Further customer feedback has also resulted in improving the shopping experience through Bark Park, an outdoor dog park community, and the 'No Dog Left Behind' program, which allows customers to co-create Bark products. As a result, Bark has created a superior shopping experience that builds on its online community and stays loyal to its customers' needs.
4. Remain agile as the market changes
Any B2C business needs to remain agile to meet their customers' growing expectations, who expect more every day. However, as B2C companies often depend on third-party distribution and supplier partners, they do not directly access customers. As a result, they cannot actively monitor their customer's needs. Unlike B2C brands, D2C companies can source and utilize customer feedback to stay agile and innovate in response to any new changes.
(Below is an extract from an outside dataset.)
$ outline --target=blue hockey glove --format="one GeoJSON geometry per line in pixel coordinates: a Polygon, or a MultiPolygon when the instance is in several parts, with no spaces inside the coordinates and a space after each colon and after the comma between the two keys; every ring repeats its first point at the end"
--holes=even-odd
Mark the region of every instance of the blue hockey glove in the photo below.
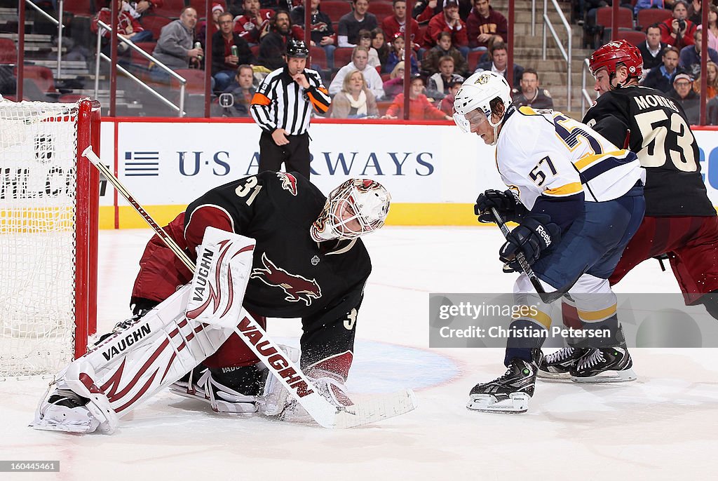
{"type": "Polygon", "coordinates": [[[548,215],[533,214],[525,218],[508,236],[499,250],[499,258],[515,271],[521,268],[516,255],[523,253],[531,266],[561,240],[561,228],[548,215]]]}
{"type": "Polygon", "coordinates": [[[495,222],[491,208],[495,207],[503,218],[505,222],[518,222],[528,212],[512,190],[500,192],[489,189],[479,195],[474,205],[474,213],[478,216],[479,222],[491,223],[495,222]]]}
For example, DTC company Beauties of Vermont (Beau Ties) demonstrated this agility by revamping its product offering due to Covid-19. It pivoted from creating neckties and bow ties to producing face masks during Covid-19. CEO Greg Shugar started selling KN95 masks, a version of an N95 respiratory mask. Customers who tried these initial masks then asked Beau Ties when they would begin selling cloth masks. Shugar ordered 600 of these masks initially from a Chinese factory that produces fabric for Beau Ties and then increased this to 2000 due to customer demand.
The success of selling these masks prompted Beau Ties to create matching bow ties and masks for customers who wanted to look fashionable when going out and working from home. As a result of this product offering, this D2C company sold more than 5000 masks and hundreds of bow ties in May 2020. In this way, Beau Ties' agility ensured that the company remained profitable during a difficult time.
Your B2C brand can achieve faster growth by using customer data to explore new business models, deliver a superior shopping experience, and run an agile operational system. The fastest-growing D2C companies' four strategies can improve the ROI for B2C brands that get it right.